Trauma and costs for local communities, and the need for their involvement in responses
There is not yet agreement in the draft document on how to involve communities in responses to organized crime or in criminal-justice responses. A first step must be to recognize the harm and trauma caused to local communities by organized crime, and then to commit to including community members affected in the developing responses to organized crime. We recommend incorporating the following text:
We recognize that organized crime has global, national and local detrimental effects. As a result of organized crime, communities around the world face violence, poverty, lack of service provision and diversion of public funds. Communities must therefore always be actively involved in the development and implementation of crime prevention and criminal justice policies. Their involvement will help increase trust in public institutions, safeguard human rights, ensure sustainability of responses – and ultimately build a culture of lawfulness and peace, in place of criminality.

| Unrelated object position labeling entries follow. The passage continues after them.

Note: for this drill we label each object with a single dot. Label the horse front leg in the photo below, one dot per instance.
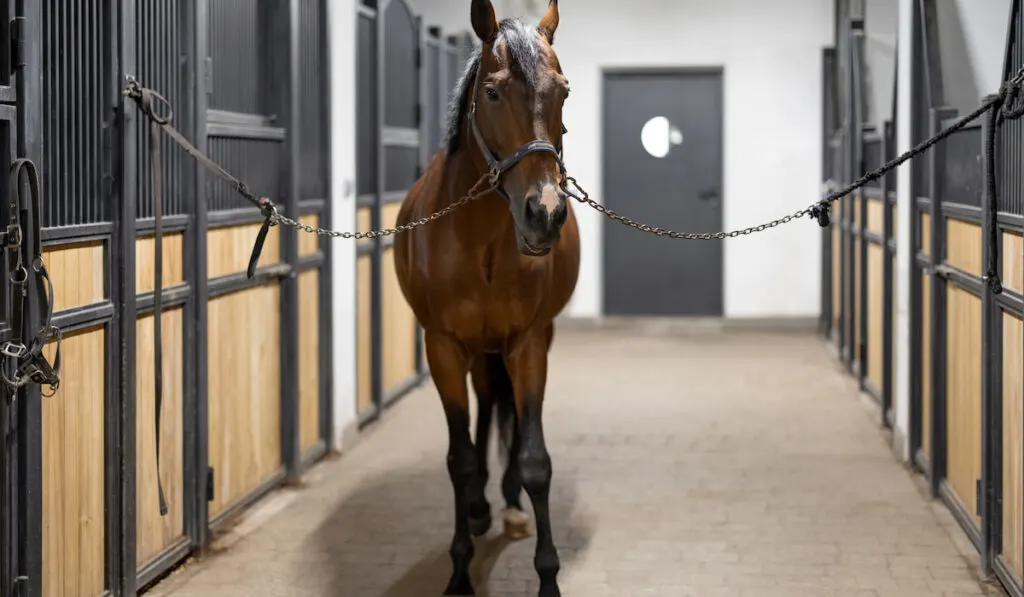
(449, 364)
(527, 365)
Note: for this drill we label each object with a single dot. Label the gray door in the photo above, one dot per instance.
(663, 166)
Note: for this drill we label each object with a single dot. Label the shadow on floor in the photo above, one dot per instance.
(390, 537)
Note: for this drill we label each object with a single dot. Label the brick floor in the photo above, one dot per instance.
(696, 464)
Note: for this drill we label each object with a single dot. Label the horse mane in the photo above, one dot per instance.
(523, 54)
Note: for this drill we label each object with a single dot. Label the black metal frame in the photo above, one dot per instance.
(122, 165)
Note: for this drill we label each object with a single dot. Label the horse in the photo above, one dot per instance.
(486, 281)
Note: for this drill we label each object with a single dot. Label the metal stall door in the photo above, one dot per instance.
(247, 360)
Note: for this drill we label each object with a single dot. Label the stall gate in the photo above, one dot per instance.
(966, 345)
(404, 75)
(245, 371)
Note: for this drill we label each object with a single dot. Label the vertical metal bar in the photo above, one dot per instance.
(990, 370)
(188, 72)
(376, 306)
(284, 33)
(30, 489)
(327, 276)
(201, 535)
(124, 195)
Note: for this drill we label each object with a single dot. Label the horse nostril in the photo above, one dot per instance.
(535, 211)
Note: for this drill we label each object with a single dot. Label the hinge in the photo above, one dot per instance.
(20, 586)
(16, 43)
(977, 498)
(208, 75)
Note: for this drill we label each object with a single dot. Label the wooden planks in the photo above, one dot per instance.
(399, 329)
(244, 382)
(73, 431)
(926, 366)
(876, 304)
(308, 243)
(145, 261)
(77, 270)
(156, 532)
(228, 249)
(1011, 255)
(309, 378)
(964, 394)
(964, 246)
(364, 340)
(1013, 463)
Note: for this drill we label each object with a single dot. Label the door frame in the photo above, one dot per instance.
(607, 73)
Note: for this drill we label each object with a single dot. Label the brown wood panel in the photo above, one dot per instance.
(1013, 463)
(964, 394)
(73, 429)
(364, 339)
(876, 303)
(77, 271)
(399, 329)
(926, 365)
(857, 310)
(156, 532)
(1013, 267)
(244, 390)
(309, 394)
(876, 216)
(964, 246)
(926, 233)
(145, 261)
(308, 243)
(836, 269)
(228, 249)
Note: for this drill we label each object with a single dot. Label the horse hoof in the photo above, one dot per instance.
(516, 523)
(479, 526)
(460, 587)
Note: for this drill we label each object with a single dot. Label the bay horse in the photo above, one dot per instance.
(486, 282)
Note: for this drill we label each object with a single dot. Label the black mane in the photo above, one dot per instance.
(523, 53)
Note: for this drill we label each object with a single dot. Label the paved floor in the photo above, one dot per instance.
(701, 464)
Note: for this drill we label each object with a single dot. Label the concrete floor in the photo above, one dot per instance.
(702, 464)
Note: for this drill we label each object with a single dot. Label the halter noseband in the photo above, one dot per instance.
(497, 168)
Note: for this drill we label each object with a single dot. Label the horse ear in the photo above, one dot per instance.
(550, 22)
(481, 14)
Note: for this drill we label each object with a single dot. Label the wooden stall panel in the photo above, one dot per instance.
(244, 382)
(836, 269)
(1013, 463)
(78, 273)
(964, 246)
(145, 261)
(926, 366)
(876, 304)
(1013, 269)
(308, 243)
(399, 329)
(876, 215)
(156, 532)
(365, 352)
(228, 249)
(309, 394)
(73, 429)
(964, 394)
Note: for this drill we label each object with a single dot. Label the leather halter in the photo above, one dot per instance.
(497, 168)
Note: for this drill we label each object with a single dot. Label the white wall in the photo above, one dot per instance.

 UN General Assembly, Fourteenth United Nations Congress on Crime Prevention and Criminal Justice, 6 August 2020, https://undocs.org/A/74/L.80.

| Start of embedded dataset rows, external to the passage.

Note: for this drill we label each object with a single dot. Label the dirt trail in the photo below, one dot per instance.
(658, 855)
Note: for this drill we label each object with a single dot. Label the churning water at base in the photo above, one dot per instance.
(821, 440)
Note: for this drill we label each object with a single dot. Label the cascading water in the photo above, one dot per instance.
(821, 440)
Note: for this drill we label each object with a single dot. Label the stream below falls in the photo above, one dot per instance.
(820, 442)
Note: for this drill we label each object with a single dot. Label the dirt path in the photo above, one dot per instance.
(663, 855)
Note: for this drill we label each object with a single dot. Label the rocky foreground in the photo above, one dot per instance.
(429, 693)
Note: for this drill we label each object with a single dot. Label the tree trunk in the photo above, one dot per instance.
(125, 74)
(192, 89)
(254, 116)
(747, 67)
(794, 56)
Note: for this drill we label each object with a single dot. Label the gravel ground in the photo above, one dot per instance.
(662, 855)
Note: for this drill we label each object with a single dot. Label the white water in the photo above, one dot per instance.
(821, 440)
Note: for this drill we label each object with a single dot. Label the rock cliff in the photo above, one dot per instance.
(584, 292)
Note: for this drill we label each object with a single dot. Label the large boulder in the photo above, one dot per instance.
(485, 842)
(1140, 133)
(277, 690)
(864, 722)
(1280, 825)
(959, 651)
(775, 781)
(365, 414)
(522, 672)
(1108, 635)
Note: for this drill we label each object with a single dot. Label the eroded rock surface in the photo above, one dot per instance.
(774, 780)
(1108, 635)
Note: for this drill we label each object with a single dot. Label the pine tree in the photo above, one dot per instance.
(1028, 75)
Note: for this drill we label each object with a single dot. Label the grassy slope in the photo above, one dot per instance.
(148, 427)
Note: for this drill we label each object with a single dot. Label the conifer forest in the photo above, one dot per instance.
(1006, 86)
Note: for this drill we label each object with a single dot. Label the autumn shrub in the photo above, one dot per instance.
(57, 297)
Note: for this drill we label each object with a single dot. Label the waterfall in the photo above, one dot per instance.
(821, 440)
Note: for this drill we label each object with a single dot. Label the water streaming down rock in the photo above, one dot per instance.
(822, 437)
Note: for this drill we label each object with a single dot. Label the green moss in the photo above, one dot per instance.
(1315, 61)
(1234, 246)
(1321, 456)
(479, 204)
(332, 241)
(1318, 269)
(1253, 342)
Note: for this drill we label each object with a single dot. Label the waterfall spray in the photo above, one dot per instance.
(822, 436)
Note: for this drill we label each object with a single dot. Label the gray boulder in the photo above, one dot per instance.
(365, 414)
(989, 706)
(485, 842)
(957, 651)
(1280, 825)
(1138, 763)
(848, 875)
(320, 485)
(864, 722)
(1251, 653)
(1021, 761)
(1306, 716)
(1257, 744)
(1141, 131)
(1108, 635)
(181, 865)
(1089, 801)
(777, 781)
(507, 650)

 UNGA resolution A/RES/46/152 outlines the current mandate of the Congress. It stipulates the following: ‘The United Nations congresses on the prevention of crime and the treatment of offenders, as a consultative body of the [crime] programme, shall provide a forum for:
The exchange of views between States, intergovernmental organizations, non-governmental organizations and individual experts representing various professions and disciplines;
The exchange of experiences in research, law and policy development;
The identification of emerging trends and issues in crime prevention and criminal justice;
The provision of advice and comments to the CCPCJ on selected matters submitted to it by the commissions;
The admission of suggestions, for the consideration of the commission, regarding possible subjects for the programme of work.’